Apologia

An apologia is not an apology. It expresses no wrongdoing. Rather, it is an explanation, from the Greek expression “in defence of”—in this case, an attempt to sidestep societal censure around a chronic mental illness. A quick and loose sketch, done freehand for what was seen and left unseen, vis-à-vis drawing mediums, such as myself.

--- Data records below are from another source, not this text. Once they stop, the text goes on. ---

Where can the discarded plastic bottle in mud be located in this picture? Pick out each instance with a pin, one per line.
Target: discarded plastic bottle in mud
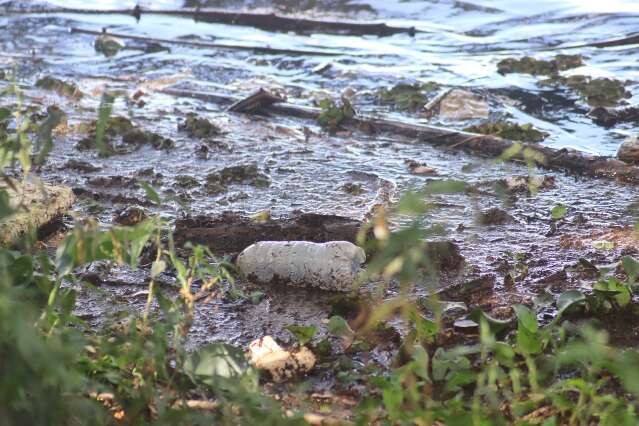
(334, 265)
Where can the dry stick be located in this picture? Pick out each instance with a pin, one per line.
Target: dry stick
(201, 44)
(264, 21)
(570, 160)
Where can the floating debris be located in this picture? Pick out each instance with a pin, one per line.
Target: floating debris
(249, 174)
(629, 150)
(511, 131)
(198, 127)
(494, 216)
(334, 114)
(266, 354)
(331, 266)
(528, 184)
(121, 129)
(408, 97)
(131, 215)
(36, 204)
(256, 102)
(232, 232)
(597, 92)
(529, 65)
(107, 45)
(62, 88)
(608, 117)
(420, 168)
(457, 105)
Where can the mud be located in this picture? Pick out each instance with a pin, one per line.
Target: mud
(290, 166)
(232, 232)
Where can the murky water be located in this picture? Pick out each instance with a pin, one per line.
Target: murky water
(460, 46)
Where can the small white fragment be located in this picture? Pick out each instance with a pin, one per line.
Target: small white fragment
(330, 266)
(458, 104)
(266, 354)
(629, 150)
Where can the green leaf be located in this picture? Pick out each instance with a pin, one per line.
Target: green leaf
(558, 212)
(526, 318)
(569, 299)
(104, 113)
(613, 288)
(216, 361)
(631, 266)
(4, 113)
(303, 334)
(529, 339)
(496, 325)
(157, 268)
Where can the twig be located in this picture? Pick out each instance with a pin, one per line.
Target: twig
(206, 45)
(264, 21)
(569, 160)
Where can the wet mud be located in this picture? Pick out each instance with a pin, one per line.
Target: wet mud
(507, 246)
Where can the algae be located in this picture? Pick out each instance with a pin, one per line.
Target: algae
(529, 65)
(597, 92)
(218, 181)
(198, 127)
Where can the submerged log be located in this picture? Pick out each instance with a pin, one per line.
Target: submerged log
(569, 160)
(264, 21)
(232, 233)
(36, 206)
(208, 45)
(255, 102)
(608, 117)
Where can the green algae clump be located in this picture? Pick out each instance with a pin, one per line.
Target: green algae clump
(62, 88)
(198, 127)
(529, 65)
(597, 92)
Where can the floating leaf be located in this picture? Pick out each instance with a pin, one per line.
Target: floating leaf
(339, 327)
(631, 266)
(558, 212)
(603, 245)
(568, 300)
(496, 325)
(214, 362)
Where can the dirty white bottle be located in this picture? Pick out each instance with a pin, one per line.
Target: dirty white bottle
(330, 266)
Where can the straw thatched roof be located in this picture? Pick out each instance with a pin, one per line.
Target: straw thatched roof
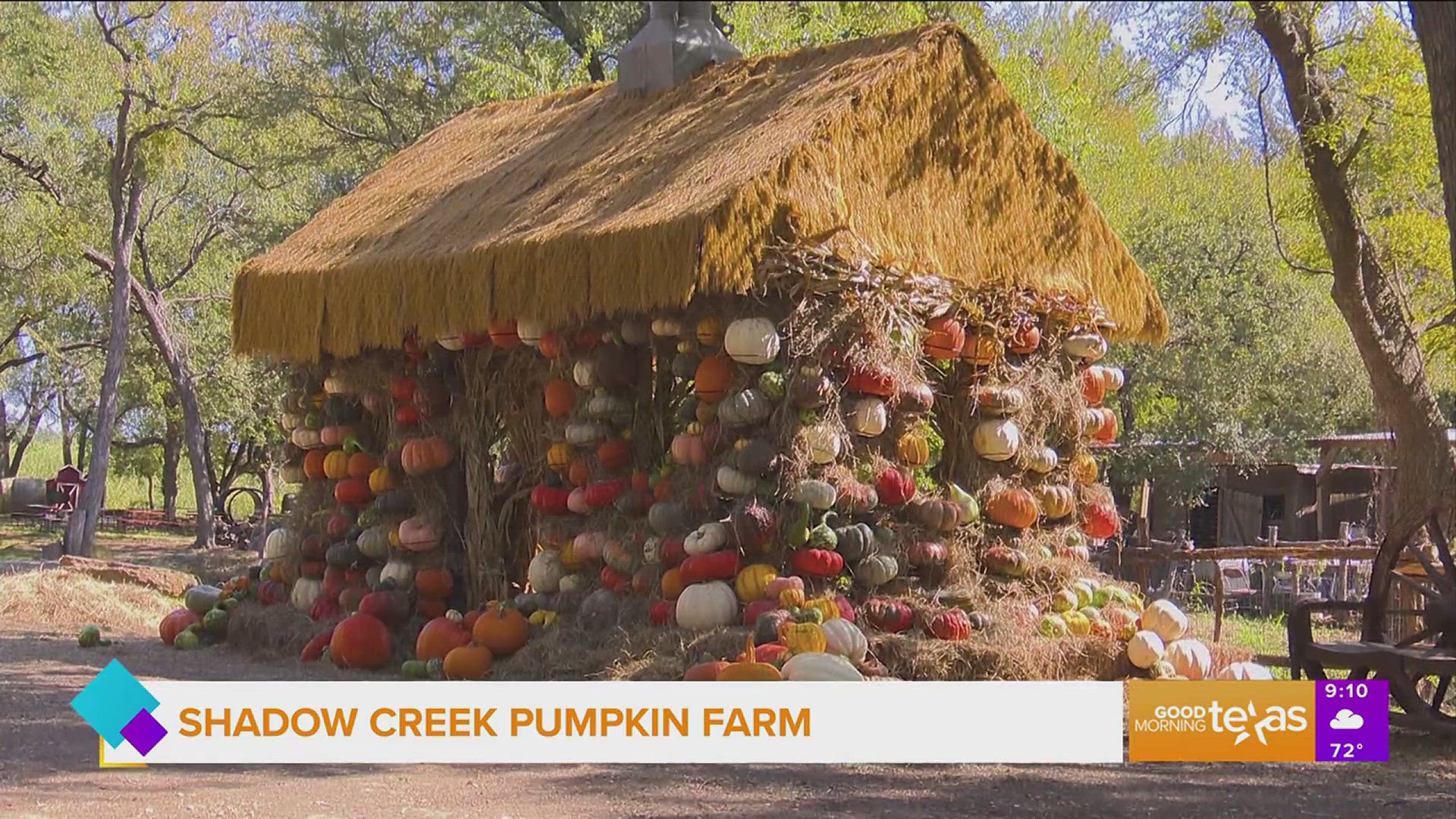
(557, 207)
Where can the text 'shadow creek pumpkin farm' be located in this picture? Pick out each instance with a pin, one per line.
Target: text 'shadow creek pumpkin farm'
(599, 420)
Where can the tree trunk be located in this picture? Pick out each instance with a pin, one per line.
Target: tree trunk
(1369, 302)
(175, 360)
(126, 210)
(171, 453)
(66, 431)
(1435, 27)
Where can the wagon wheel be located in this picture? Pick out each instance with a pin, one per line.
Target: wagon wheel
(1427, 620)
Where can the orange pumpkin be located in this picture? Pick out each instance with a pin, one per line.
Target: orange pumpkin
(425, 455)
(362, 642)
(435, 583)
(613, 455)
(468, 662)
(1012, 506)
(501, 630)
(672, 583)
(561, 398)
(714, 378)
(579, 472)
(337, 465)
(362, 464)
(381, 480)
(438, 637)
(313, 464)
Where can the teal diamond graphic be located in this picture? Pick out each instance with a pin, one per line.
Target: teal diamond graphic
(111, 701)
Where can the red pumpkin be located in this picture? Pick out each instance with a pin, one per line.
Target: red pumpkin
(362, 642)
(501, 630)
(270, 592)
(944, 338)
(1027, 337)
(1100, 521)
(438, 637)
(313, 649)
(871, 382)
(175, 623)
(817, 563)
(714, 566)
(661, 613)
(549, 500)
(435, 583)
(503, 333)
(391, 608)
(613, 455)
(714, 378)
(1012, 506)
(894, 485)
(402, 390)
(951, 624)
(353, 491)
(889, 614)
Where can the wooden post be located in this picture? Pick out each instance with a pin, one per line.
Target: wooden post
(1218, 601)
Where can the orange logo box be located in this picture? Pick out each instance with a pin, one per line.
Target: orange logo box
(1220, 722)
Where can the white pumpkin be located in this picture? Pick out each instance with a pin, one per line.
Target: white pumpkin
(579, 582)
(584, 373)
(1165, 620)
(996, 439)
(820, 667)
(400, 572)
(868, 416)
(845, 639)
(530, 331)
(305, 591)
(373, 542)
(734, 483)
(1041, 460)
(545, 572)
(1190, 657)
(707, 605)
(635, 333)
(707, 538)
(1244, 670)
(281, 542)
(819, 494)
(577, 502)
(1085, 346)
(1145, 649)
(752, 341)
(584, 433)
(824, 444)
(1112, 379)
(745, 407)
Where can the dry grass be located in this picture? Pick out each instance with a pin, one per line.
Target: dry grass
(66, 601)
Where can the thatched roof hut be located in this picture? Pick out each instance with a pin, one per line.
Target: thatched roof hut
(903, 149)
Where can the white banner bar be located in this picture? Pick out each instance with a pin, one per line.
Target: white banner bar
(632, 722)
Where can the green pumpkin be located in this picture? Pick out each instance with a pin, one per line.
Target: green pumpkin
(795, 525)
(215, 623)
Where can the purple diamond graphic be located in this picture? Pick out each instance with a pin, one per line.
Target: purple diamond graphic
(145, 732)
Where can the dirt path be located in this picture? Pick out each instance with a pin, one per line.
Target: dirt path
(49, 768)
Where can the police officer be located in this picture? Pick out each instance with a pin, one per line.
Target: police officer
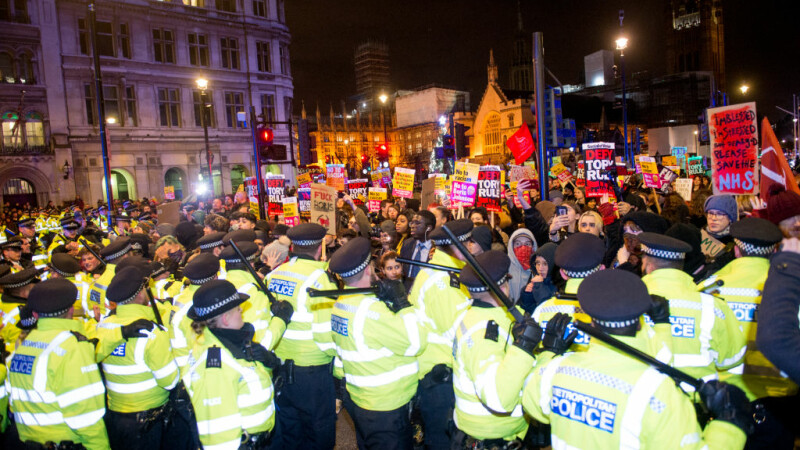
(740, 284)
(16, 288)
(378, 342)
(440, 302)
(706, 337)
(54, 366)
(487, 413)
(307, 404)
(602, 398)
(140, 372)
(229, 380)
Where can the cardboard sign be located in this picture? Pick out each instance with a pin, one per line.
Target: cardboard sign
(358, 190)
(598, 156)
(489, 188)
(733, 133)
(650, 172)
(683, 186)
(304, 202)
(403, 184)
(323, 206)
(336, 176)
(304, 180)
(276, 190)
(376, 195)
(291, 213)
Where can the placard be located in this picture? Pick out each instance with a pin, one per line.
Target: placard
(336, 176)
(733, 133)
(403, 184)
(683, 186)
(598, 157)
(358, 191)
(291, 213)
(304, 202)
(489, 188)
(376, 195)
(276, 190)
(323, 206)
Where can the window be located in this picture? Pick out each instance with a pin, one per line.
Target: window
(198, 49)
(268, 107)
(234, 102)
(169, 107)
(284, 60)
(262, 54)
(197, 100)
(131, 119)
(226, 5)
(163, 46)
(230, 53)
(260, 8)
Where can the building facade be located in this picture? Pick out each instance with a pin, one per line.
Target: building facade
(152, 53)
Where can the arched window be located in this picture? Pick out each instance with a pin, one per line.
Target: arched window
(491, 134)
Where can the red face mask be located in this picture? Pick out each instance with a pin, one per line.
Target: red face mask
(523, 254)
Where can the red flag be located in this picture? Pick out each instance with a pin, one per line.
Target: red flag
(521, 144)
(774, 168)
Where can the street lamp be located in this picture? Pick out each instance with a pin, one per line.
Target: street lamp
(202, 84)
(622, 44)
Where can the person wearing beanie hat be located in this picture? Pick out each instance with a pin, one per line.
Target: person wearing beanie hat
(783, 209)
(233, 375)
(381, 387)
(59, 362)
(706, 337)
(580, 394)
(140, 372)
(307, 408)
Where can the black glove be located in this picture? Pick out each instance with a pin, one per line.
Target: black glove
(257, 352)
(134, 329)
(728, 403)
(554, 339)
(659, 310)
(282, 310)
(394, 294)
(527, 334)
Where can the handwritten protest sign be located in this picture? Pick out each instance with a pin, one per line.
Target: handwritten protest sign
(323, 206)
(598, 157)
(403, 184)
(489, 188)
(733, 133)
(291, 214)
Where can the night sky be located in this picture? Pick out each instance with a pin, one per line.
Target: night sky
(448, 42)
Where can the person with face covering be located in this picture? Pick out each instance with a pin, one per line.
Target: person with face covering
(521, 246)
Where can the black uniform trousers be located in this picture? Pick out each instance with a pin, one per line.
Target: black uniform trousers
(306, 414)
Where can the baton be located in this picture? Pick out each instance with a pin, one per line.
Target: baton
(94, 253)
(253, 272)
(483, 275)
(675, 374)
(340, 292)
(427, 264)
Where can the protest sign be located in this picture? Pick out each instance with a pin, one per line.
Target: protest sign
(276, 187)
(358, 191)
(489, 188)
(375, 197)
(336, 176)
(598, 157)
(291, 213)
(323, 206)
(683, 186)
(304, 202)
(403, 183)
(733, 134)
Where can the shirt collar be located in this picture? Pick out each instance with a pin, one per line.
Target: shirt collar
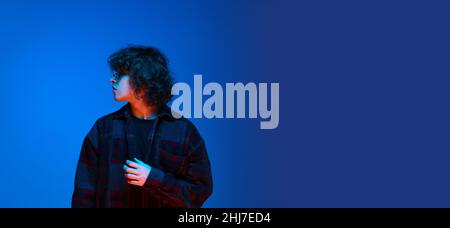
(125, 112)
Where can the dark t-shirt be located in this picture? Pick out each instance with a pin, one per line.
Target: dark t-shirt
(143, 130)
(143, 133)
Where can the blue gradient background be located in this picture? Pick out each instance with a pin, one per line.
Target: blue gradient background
(363, 104)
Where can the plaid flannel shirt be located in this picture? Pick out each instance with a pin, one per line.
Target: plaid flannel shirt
(180, 174)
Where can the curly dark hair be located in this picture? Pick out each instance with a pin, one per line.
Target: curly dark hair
(148, 70)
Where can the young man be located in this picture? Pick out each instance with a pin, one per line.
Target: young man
(140, 155)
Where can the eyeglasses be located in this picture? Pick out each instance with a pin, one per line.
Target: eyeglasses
(116, 76)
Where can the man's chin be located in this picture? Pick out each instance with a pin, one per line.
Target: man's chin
(119, 99)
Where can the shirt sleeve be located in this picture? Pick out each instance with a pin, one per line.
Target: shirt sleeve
(192, 189)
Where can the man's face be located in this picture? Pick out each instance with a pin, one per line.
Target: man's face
(121, 88)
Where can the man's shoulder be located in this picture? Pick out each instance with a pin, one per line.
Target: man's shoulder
(107, 118)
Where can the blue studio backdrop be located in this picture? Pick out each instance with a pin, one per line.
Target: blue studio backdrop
(364, 95)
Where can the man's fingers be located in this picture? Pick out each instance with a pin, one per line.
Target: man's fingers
(133, 164)
(139, 161)
(127, 169)
(133, 182)
(131, 176)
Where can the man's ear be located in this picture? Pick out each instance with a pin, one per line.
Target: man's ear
(139, 94)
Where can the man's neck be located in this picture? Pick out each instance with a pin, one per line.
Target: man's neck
(142, 111)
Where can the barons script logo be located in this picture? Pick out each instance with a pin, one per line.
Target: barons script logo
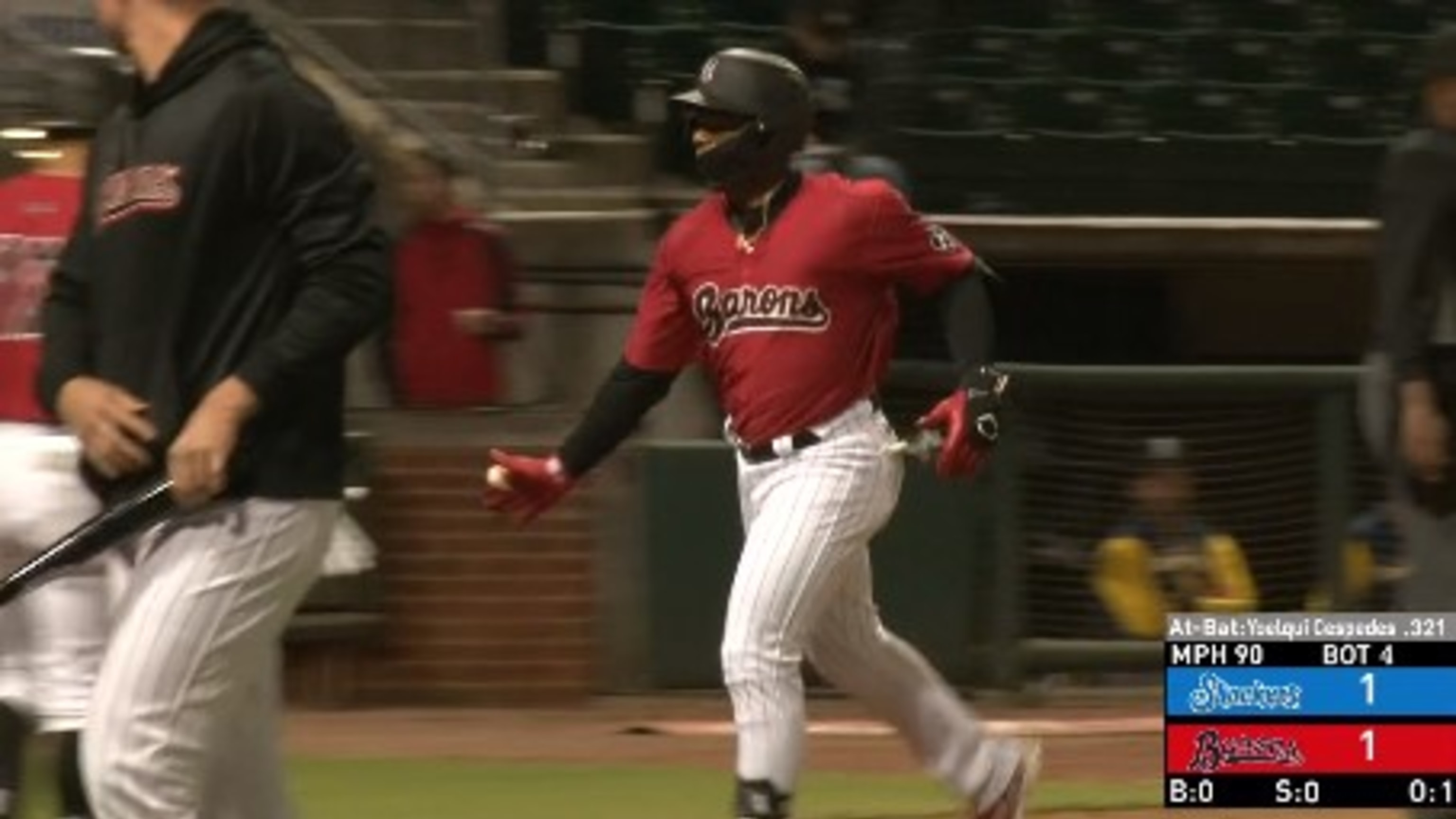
(146, 189)
(750, 308)
(1213, 751)
(1216, 694)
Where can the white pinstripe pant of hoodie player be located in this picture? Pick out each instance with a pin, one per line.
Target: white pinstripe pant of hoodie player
(803, 589)
(184, 722)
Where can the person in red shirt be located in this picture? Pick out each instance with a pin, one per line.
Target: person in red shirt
(783, 286)
(453, 298)
(52, 640)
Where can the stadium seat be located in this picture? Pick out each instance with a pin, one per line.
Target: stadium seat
(1140, 15)
(1388, 17)
(956, 104)
(1289, 17)
(1247, 59)
(1203, 113)
(1064, 110)
(991, 53)
(613, 60)
(1121, 57)
(682, 50)
(1012, 14)
(1318, 116)
(1362, 63)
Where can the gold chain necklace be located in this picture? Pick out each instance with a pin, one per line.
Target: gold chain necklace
(749, 241)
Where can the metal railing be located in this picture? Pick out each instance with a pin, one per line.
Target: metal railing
(305, 43)
(1334, 475)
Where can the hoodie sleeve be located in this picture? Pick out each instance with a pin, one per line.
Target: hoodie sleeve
(309, 174)
(64, 323)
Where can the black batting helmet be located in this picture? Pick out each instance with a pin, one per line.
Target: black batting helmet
(755, 83)
(771, 92)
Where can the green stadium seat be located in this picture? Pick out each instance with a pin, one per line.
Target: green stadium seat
(1360, 63)
(1291, 17)
(1117, 57)
(1203, 111)
(1064, 110)
(1390, 17)
(989, 53)
(1247, 59)
(1012, 14)
(956, 104)
(1324, 117)
(1140, 15)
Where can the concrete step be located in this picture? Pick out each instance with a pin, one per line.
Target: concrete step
(567, 201)
(410, 46)
(461, 85)
(458, 117)
(567, 174)
(539, 95)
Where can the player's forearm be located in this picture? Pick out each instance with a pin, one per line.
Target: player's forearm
(621, 403)
(970, 323)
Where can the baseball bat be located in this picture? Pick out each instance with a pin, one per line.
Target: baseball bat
(109, 528)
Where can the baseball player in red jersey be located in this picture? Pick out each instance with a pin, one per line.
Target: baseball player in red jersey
(53, 639)
(783, 288)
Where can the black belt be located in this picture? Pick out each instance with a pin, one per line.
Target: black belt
(765, 452)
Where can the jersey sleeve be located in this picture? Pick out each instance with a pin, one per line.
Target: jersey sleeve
(902, 247)
(664, 336)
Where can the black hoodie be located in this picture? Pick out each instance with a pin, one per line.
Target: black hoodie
(226, 231)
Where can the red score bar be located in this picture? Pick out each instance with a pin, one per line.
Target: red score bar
(1359, 748)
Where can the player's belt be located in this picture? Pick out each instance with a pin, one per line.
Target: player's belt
(778, 448)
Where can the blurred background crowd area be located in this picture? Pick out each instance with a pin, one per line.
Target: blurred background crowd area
(1177, 196)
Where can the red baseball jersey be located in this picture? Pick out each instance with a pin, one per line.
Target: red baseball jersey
(37, 213)
(798, 327)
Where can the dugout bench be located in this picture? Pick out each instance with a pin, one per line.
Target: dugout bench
(343, 616)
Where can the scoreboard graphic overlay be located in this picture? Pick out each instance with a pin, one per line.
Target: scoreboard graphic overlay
(1317, 712)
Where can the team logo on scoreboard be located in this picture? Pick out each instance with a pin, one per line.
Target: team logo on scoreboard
(1212, 751)
(1218, 694)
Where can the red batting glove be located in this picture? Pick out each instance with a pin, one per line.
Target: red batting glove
(969, 423)
(537, 484)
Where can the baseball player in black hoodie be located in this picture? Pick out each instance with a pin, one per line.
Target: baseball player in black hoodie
(223, 266)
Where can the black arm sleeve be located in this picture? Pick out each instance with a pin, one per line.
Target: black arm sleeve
(64, 321)
(622, 400)
(1416, 215)
(970, 324)
(314, 177)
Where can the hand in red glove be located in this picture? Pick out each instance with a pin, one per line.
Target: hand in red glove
(969, 425)
(530, 486)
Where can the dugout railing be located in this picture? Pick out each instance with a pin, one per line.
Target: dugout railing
(992, 579)
(1276, 451)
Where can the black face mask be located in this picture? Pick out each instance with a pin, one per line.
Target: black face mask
(734, 158)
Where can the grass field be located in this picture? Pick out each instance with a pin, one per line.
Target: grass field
(442, 789)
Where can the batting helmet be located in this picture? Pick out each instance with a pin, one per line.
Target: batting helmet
(769, 92)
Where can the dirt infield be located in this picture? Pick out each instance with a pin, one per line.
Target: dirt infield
(602, 734)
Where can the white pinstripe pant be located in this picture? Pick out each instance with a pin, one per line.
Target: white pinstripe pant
(184, 716)
(803, 588)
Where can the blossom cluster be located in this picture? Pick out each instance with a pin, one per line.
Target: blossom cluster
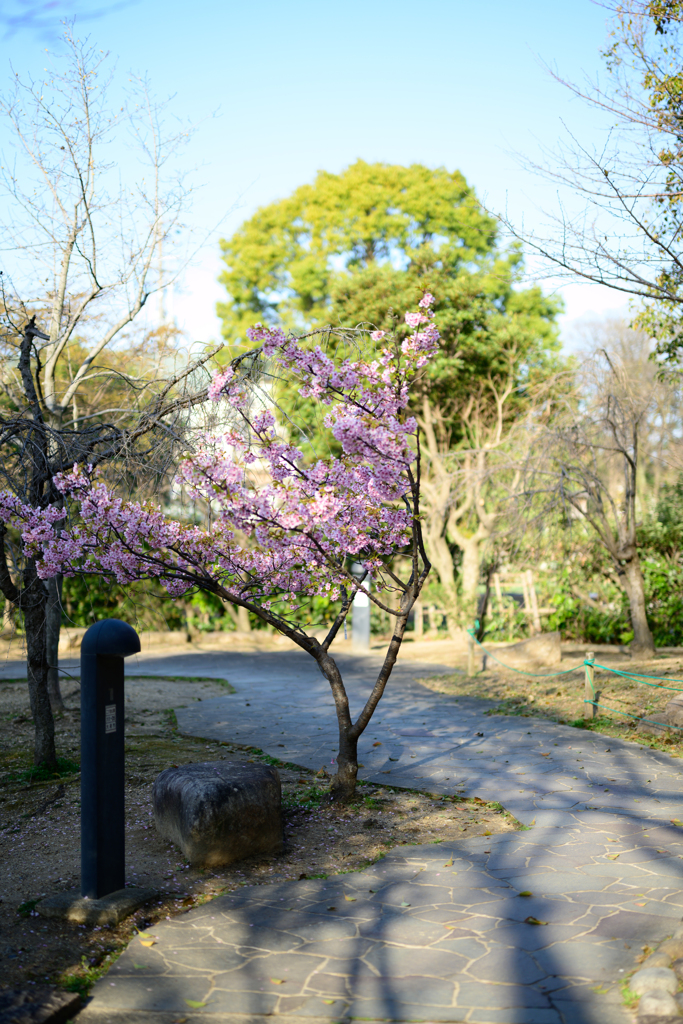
(278, 527)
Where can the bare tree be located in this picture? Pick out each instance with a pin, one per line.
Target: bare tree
(627, 232)
(92, 199)
(468, 486)
(586, 463)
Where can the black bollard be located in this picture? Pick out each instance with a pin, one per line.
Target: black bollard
(102, 844)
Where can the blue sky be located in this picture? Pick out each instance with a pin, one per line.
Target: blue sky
(282, 89)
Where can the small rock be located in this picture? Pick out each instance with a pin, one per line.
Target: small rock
(219, 812)
(657, 1003)
(675, 711)
(40, 1006)
(110, 909)
(653, 979)
(672, 946)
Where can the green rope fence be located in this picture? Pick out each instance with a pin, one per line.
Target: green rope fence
(589, 665)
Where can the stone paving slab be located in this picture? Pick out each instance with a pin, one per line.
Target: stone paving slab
(417, 939)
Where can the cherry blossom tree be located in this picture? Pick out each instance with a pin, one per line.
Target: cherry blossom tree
(281, 527)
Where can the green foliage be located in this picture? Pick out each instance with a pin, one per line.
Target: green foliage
(364, 245)
(147, 606)
(43, 773)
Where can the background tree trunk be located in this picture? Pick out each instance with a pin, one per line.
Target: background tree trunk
(635, 589)
(34, 607)
(52, 627)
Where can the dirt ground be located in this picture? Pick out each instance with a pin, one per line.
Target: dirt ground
(560, 698)
(40, 821)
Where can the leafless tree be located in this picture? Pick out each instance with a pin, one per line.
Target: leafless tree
(467, 487)
(626, 229)
(586, 463)
(92, 201)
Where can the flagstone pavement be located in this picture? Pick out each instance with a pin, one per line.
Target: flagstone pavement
(430, 933)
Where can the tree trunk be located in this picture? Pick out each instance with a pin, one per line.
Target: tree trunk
(342, 786)
(35, 604)
(52, 627)
(471, 567)
(633, 584)
(441, 559)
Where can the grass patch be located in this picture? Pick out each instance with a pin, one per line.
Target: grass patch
(43, 773)
(27, 908)
(81, 979)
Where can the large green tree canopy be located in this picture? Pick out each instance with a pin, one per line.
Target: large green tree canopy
(365, 245)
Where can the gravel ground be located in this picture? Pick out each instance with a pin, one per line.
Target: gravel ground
(39, 834)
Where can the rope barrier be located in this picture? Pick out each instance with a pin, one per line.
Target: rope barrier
(590, 665)
(564, 672)
(650, 721)
(520, 672)
(640, 676)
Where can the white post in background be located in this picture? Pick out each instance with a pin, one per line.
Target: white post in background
(360, 617)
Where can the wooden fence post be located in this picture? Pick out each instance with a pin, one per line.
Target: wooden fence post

My brother Steve and I are about to connect some dots. We are middle-aged siblings. Middle age as a place in time was the Middle-earth that J.R.R. Tolkien wrote about in The Hobbit2, one of Steve’s beloved folk tales—a place where humans lived and interacted. Middle age has brought us to a divide. Once the earthen divide is levelled, we draw closer.

Dot connection comes later, as Steve Jobs said: “You can’t connect the dots looking forward; you can only connect them looking backwards.…Believing that the dots will connect down the road will give you the confidence to follow your heart even when it leads you off the well-worn path, and that will make all the difference.”3

Even though I’m looking backwards, I embark on my ramble with Steve in a present tense: a kind of tensor-bandage awareness. I invite the reader to wear its tautness with me: to be aware in our moments together. What difference that makes, you be the judge.

Some names have been changed to protect privacy. Some have been created to connect dots. Here come the dotty dots, the pixie pixels, the didgeridoodles.

Steve and I remain, faithfully yours.

The author, Joan Boxall, with her brother, artist Stephen A. Corcoran.